6)The use of `eval` is a serious security risk.

eval() executes a string of characters as code. eval() is used in situations where the string contents are not known beforehand or even when the string is generated dynamically. Basically, when eval() is called , it starts a compiler to translate the string. This is detrimental especially when eval() is called on a string submitted by or modifiable by the user. Imagine if the string contains an OS call like rm -rf. But , it is perfectly safe to use eval() on strings , if they are known to be constrained. This problem is analogous to SQL injection.

Before:

- for node in childNodes
-      fnode = eval(params[:reactParams][:nodeType]).new

After:

+  def initialize_fnode_update_children(params, node, tmp_res)
+    fnode = (params[:reactParams][:nodeType]).constantize.new

7) Avoid the use of the case equality operator `===`.

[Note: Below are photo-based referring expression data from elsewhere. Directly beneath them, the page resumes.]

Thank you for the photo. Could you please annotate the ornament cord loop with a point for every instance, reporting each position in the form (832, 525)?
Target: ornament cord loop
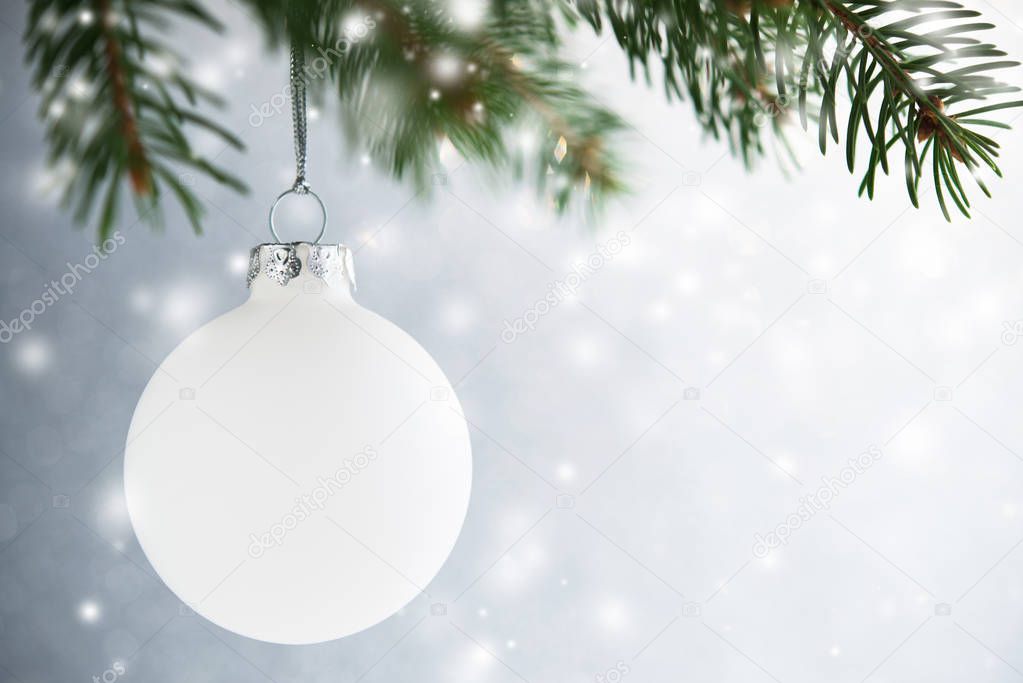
(299, 120)
(301, 186)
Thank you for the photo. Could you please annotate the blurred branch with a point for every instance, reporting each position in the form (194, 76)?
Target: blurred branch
(918, 81)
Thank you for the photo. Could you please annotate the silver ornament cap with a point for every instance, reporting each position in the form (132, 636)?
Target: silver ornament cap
(279, 263)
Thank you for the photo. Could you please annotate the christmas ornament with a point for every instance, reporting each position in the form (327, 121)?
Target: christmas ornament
(299, 468)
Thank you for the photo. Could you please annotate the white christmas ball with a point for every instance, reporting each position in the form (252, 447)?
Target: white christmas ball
(299, 468)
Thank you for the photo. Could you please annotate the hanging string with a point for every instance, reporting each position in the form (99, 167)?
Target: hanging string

`===` has been replaced by `==` in the following manner:

- tmpObject["private"] = node.get_instructor_id === session[:user].id ? true : false

has been changed to ⇒

+  "private" => node.get_instructor_id == session[:user].id ? true : false

8) Line is too long.

Very long lines needs to be made short so that it is more readable, which was done in the following manner:

tmpObject["is_available"] = is_available(session[:user], instructor_id) || (session[:user].role.ta? && Ta.get_my_instructors(session[:user].id).include?(instructor_id) && ta_for_current_course?(node))

Changed to ⇒

tmpObject["is_available"] = is_available(session[:user], instructor_id) || (session[:user].role.ta? && Ta.get_my_instructors(session[:user].id).include?(instructor_id) && ta_for_current_course?(node))

- available_condition_2 = session[:user].role_id == 6 and Ta.get_my_instructors(session[:user].id).include?(instructor_id) and ta_for_current_course?(child)

Changed to ==>

+  def is_current_user_ta?(instructor_id, child)
+    # instructor created the course, current user is the ta of this course.
+    session[:user].role_id == 6 and
+        Ta.get_my_instructors(session[:user].id).include?(instructor_id) and ta_for_current_course?(child)
  end

Conclusion

In conclusion, we were able to successfully refactor the tree_display_controller and related Rspec tests. We have improved and expanded the use of RESTful and DRY design choices, and overall improved the quality and efficiency of the Expertiza codebase. We have fixed all the issues detected by Code Climate Chrome Extension and refactored the code to make sure it followed good ruby practices and in the end were able to improve the Code Climate score from F to A while not breaking any of the Rspec tests related.